PLYMOUTH, MI, March 1, 2018 -- My client was charged in the 35th District Court in Wayne County by the City of Northville after defendant ran off the roadway and struck a sign. Although the performance of field sobriety tests was not horrible, defendant certainly did not pass the field sobriety tests. The PBT was a .18, and the Datamaster breath test was .15.
All of the local jurisdictions in the 35th District Court are pretty reasonable but not exceptionally lenient. This includes City of Plymouth, Plymouth Township, Northville Township, and Canton. All of these jurisdictions are represented by smaller, local firms. But the City of Northville is represented by a large firm, Plunkett Cooney, which is one of the largest law firms in Michigan. I have no idea why a large law firm would toy around with criminal prosecution work, or why the City of Northville would engage a large law firm to conduct criminal prosecutions, but I am more than happy to square off against a big law firm.

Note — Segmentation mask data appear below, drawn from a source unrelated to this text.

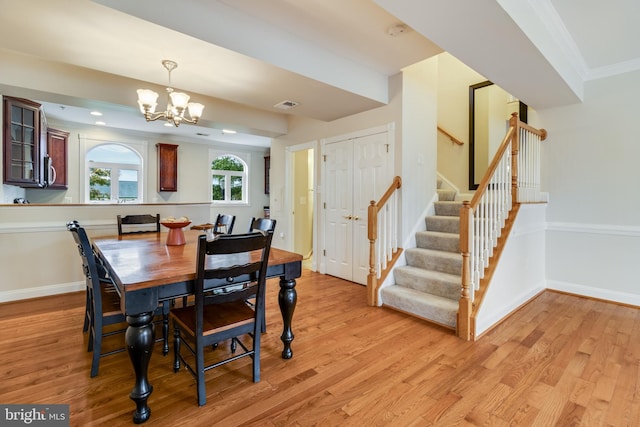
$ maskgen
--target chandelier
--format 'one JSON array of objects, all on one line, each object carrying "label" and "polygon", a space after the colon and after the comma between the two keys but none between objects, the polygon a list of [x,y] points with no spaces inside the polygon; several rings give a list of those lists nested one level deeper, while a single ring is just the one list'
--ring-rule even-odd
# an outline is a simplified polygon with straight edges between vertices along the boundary
[{"label": "chandelier", "polygon": [[[169,72],[169,86],[171,86],[171,71],[178,67],[178,63],[165,59],[162,65]],[[174,92],[173,88],[167,88],[167,109],[156,113],[158,105],[158,94],[149,89],[138,89],[138,105],[144,118],[148,122],[158,119],[165,119],[172,123],[175,127],[180,123],[198,123],[198,119],[202,116],[204,105],[197,102],[189,102],[189,95],[183,92]],[[185,111],[189,112],[189,117],[185,117]]]}]

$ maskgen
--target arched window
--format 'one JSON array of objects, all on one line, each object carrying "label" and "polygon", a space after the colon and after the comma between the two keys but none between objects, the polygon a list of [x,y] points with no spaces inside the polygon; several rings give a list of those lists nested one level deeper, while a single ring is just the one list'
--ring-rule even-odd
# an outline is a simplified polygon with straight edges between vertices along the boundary
[{"label": "arched window", "polygon": [[121,144],[100,144],[86,154],[89,203],[141,203],[142,158]]},{"label": "arched window", "polygon": [[211,161],[211,201],[247,204],[249,202],[247,162],[232,154],[214,156]]}]

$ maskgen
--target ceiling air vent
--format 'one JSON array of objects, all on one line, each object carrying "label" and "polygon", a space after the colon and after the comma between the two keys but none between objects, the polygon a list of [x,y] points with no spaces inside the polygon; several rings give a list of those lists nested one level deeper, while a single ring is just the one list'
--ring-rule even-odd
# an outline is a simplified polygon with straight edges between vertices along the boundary
[{"label": "ceiling air vent", "polygon": [[279,108],[281,110],[288,110],[289,108],[293,108],[298,105],[298,102],[295,101],[282,101],[278,102],[274,107]]}]

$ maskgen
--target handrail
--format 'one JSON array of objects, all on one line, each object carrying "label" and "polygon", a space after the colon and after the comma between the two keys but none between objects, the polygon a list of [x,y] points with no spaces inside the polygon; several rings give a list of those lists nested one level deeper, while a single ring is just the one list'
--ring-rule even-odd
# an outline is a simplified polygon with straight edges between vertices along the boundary
[{"label": "handrail", "polygon": [[[393,178],[393,182],[391,183],[389,188],[387,188],[387,191],[385,191],[382,197],[380,197],[380,200],[378,200],[378,203],[372,200],[369,204],[369,207],[371,207],[372,205],[375,205],[376,207],[380,207],[384,205],[385,203],[387,203],[387,200],[389,200],[389,198],[393,195],[393,193],[400,187],[402,187],[402,178],[400,178],[399,176],[396,176],[395,178]],[[369,227],[369,230],[370,229],[371,227]]]},{"label": "handrail", "polygon": [[[517,113],[512,113],[512,116],[514,114],[517,116]],[[529,131],[529,132],[531,132],[531,133],[533,133],[535,135],[538,135],[540,137],[540,141],[544,141],[545,139],[547,139],[547,130],[546,129],[536,129],[533,126],[530,126],[529,124],[524,123],[524,122],[519,122],[518,123],[518,127],[520,129],[524,129],[526,131]]]},{"label": "handrail", "polygon": [[503,228],[513,223],[510,212],[520,203],[540,200],[539,143],[546,137],[546,130],[521,122],[513,113],[509,129],[473,198],[460,209],[462,286],[457,334],[463,339],[475,339],[473,316],[479,308],[475,294],[486,290],[481,288],[486,287],[481,279],[489,270],[498,242],[504,241],[500,239]]},{"label": "handrail", "polygon": [[493,160],[491,160],[491,163],[489,164],[487,171],[482,177],[482,181],[480,181],[480,184],[478,184],[478,188],[476,188],[476,192],[474,193],[473,198],[469,203],[472,209],[477,207],[478,203],[480,203],[480,199],[484,194],[484,192],[486,191],[487,187],[489,186],[489,181],[491,180],[491,177],[496,171],[498,164],[500,163],[500,159],[504,155],[504,152],[511,145],[511,140],[513,139],[513,135],[515,134],[515,132],[516,132],[516,129],[513,126],[510,126],[509,129],[507,130],[507,134],[505,135],[504,139],[500,143],[500,146],[498,147],[498,150],[496,151],[496,154],[493,157]]},{"label": "handrail", "polygon": [[455,142],[458,145],[464,145],[464,142],[460,141],[458,138],[456,138],[455,136],[451,135],[449,132],[447,132],[446,130],[442,129],[440,126],[438,126],[438,130],[440,132],[444,133],[445,135],[447,135],[447,137],[449,137],[451,142]]},{"label": "handrail", "polygon": [[[378,305],[378,291],[391,270],[393,263],[402,252],[398,248],[398,190],[402,178],[396,176],[376,203],[372,200],[367,209],[367,237],[369,239],[369,274],[367,275],[367,303]],[[391,200],[391,203],[388,203]],[[380,218],[382,216],[382,218]],[[382,234],[383,238],[378,239]],[[383,240],[381,242],[380,240]]]}]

Problems date back to the inception of the case. I filed my normal discovery demands and FOIA requests on the case. I received two bills: one bill for $42.29 and a second bill for $255.55. These two bills were for disclosure of identical materials. I sent off an angry email asking the City of Northville to explain why I was receiving two bills for the same material, demanding to know if they were intending to hold back some information unless the larger sum was paid. I was told by Plunkett Cooney attorneys that I was engaging in "baseless and ridiculous rants, accusations and threats." Nonetheless, they agreed to release the information, and my client paid the $42.29.
At the very first pretrial, I was told that "the City of Northville doesn't deal on drunk driving cases." With a raised eyebrow from the prosecutor, I was asked what I intended to do, and I couldn't blurt out the words "jury trial" quickly enough. I immediately walked down the hall and mentioned this to the other local prosecutors, and we literally had a good laugh over this policy. By imposing a "no deals / no reduction" policy, the prosecutors make the decision to go to trial an easy one, and I love taking cases to trial.
At a trial management conference, the City of Northville shifted course and decided that they might be willing to deal, offering my client an impaired. Clearly, the "no deals" policy extends only to simple cases where the attorney is not willing to fight the charge. A reduction from OWI to operating while impaired is not a significant victory, but this how most jurisdictions will resolve a first-time drunk driving offense in Michigan.
Unfortunately, while these charges were pending, my client picked up another offense in a bad jurisdiction. With a first offense, most people will avoid jail, but if there is a prior conviction, jail is a real possibility. In a bad jurisdiction, it is nearly certain. Now the pressure was on. If I could not beat the City of Northville, my client was very likely going to do some jail time in the bad jurisdiction.
At the TMC, we were forced by these circumstances to proceed with our defense. The trial court judge set some strict cutoffs, and I filed lengthy jury instructions and motions.
The prosecutor responded to my motions, and we conducted an evidentiary hearing. At that hearing, the prosecutor and police officer admitted that they had not reviewed the video recordings prior to the hearing. The trial court judge told the prosecutor and the officer at that time that they were required to prepare for a hearing whenever they go up against me because he knew that I had reviewed the materials. I had, but recall my earlier "baseless and ridiculous rants" regarding mandatory disclosures? I was surprised to learn that the prosecutor's video had audio. Mine didn't. Despite being surprised, I was able to deal with my client's manner of speaking, admissions, and performance of verbal field sobriety tests on the fly. I won one motion in part, getting a couple of the filed sobriety tests suppressed, and I lost the other motion.
The matter was scheduled for jury trial, and the prosecutor agreed to turn over copies of the video that contained audio prior to trial.
In the days leading up to the trial, I peppered the prosecutor with peer reviewed journal articles. This was just for fun. I also asked him to prepare a trial-ready version of the video with audio.
At 6:12 p.m. on the night before trial, I finally got the video with audio. It was not a final trial-ready version of the video, but the prosecutor had at least gotten me the video with audio. I stayed up most of the night preparing a trial-ready version.
On the day of the trial, a senior attorney arrived along with the prosecutor. These two were going to tag team me, and I was bleary-eyed from a long night. I presented my video, and the pair protested. The court officer told them to watch it, and the judge was upset that they had not prepared a final video for trial. The judge also mentioned that the prosecutor had failed to file jury instructions, so mine were adopted.
Jury instructions are incredibly powerful with a jury, and my jury instructions are written as favorably as possible for the defense. This was an awesome turn of events.
Finally, I made a quick motion regarding witness disclosures and noted that the prosecutor had omitted important information that I believed might be critical during the trial. The trial court judge held that we would deal with the matter during trial, but "it sounds like the prosecution might have a major problem getting the breath test admitted."
The prosecutors met with the officer in charge for about 15 minutes in a conference room, walking out with an offer to reckless driving. We accepted.
And that's how a "no deals / no reduction" jurisdiction reduces a .15 OWI accident to a non-drinking and driving offense!